Location
- Multiple Locations Distrito Federal Mexico

Information
- Type: Private, Co-Ed, International
- Motto: Enriching Minds, Globalizing Lives^{[citation needed]}
- Established: 1965
- Founder: Marvin & Leni Peterson
- Officer in charge: Kenneth Peterson
- Grades: Preschool - 12th grade
- Enrollment: 1883
- Campus: Cuajimalpa, Lomas, Paseo, Pedregal
- Colors: Blue, red and white
- Mascot: Peterson Vikings

= Peterson Schools =

The Peterson Schools (Colegios Peterson) is a private, international, co-educational, non-profit establishment located in Mexico City, Mexico. It has offered the International Baccalaureate Organization Diploma Program since 2004 to students in the last two years of high school.

The Peterson Schools is a member of the Association of American Schools in Mexico (ASOMEX), of Instituciones de Enseñanza Particular de la República Mexicana (IEPRM), as well as member of National Association of Independent Schools (NAIS)

==Locations==
The Cuajimalpa Campus in Lomas de Vista Hermosa, Cuajimalpa serves preschool through high school and was founded in 1990.
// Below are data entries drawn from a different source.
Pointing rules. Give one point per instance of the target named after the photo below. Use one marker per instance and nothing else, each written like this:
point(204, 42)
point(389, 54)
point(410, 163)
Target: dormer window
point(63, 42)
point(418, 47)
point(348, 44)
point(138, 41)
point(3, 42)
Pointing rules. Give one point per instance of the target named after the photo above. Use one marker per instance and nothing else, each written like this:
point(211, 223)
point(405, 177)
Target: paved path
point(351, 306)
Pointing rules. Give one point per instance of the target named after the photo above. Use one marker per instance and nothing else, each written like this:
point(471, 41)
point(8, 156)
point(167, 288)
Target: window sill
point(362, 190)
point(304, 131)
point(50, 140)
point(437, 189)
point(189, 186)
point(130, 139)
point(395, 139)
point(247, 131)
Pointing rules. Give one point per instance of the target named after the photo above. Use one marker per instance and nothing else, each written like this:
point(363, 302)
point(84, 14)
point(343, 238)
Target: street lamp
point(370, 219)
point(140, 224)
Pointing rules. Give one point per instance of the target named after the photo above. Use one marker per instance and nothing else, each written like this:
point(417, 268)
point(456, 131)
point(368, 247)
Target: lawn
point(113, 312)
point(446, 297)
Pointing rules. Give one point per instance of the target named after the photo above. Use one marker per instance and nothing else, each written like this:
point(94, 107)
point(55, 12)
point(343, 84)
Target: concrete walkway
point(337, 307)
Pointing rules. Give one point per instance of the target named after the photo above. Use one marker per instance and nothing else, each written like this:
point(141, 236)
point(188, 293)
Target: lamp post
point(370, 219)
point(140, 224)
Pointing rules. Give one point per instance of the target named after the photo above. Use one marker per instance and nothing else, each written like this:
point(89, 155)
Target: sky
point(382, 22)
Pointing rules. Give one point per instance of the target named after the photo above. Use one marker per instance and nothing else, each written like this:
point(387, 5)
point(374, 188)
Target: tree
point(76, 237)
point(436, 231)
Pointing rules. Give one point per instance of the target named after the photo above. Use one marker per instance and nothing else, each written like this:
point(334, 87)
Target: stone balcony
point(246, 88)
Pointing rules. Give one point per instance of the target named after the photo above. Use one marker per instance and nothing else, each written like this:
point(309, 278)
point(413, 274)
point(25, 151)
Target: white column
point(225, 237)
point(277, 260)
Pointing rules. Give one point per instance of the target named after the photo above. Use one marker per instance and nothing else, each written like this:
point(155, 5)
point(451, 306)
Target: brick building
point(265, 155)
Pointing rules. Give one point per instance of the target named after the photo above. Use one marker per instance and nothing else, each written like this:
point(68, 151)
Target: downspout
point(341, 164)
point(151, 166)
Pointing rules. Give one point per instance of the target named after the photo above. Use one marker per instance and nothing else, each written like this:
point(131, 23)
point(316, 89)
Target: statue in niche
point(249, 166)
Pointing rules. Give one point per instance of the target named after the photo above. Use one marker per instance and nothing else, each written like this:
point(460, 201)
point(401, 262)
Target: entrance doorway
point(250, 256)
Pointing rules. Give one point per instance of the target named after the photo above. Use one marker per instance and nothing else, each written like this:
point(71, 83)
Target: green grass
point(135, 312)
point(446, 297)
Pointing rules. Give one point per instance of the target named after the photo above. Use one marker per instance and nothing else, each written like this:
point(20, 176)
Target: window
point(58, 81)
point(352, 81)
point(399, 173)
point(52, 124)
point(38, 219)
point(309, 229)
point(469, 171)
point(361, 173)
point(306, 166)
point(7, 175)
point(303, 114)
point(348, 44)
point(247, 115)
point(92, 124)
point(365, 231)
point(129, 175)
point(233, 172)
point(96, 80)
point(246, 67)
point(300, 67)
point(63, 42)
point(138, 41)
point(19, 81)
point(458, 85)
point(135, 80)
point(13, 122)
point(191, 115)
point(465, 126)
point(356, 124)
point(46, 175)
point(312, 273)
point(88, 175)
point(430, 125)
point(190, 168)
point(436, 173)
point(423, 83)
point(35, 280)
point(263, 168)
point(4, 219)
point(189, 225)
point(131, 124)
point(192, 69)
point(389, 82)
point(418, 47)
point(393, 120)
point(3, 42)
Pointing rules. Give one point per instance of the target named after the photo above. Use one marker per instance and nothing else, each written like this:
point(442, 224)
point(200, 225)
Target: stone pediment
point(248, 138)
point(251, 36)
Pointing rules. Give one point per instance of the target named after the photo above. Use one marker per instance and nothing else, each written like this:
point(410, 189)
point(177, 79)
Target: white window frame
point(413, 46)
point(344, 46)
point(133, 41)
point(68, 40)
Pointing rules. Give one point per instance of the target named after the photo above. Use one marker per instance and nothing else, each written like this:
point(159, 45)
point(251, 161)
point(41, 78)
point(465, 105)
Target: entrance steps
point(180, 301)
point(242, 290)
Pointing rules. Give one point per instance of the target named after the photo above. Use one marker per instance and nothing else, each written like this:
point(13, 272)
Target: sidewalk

The Lomas Campus in Lomas de Chapultepec, Miguel Hidalgo it is the oldest Montessori English preschool in Mexico and was founded in 1965.

The Paseo Campus in Jardines del Pedregal, Álvaro Obregón teaches preschool and pre-first, and was opened in 2019.

The Pedregal Campus in Jardines del Pedregal, Álvaro Obregón serves elementary school and was founded in 1976.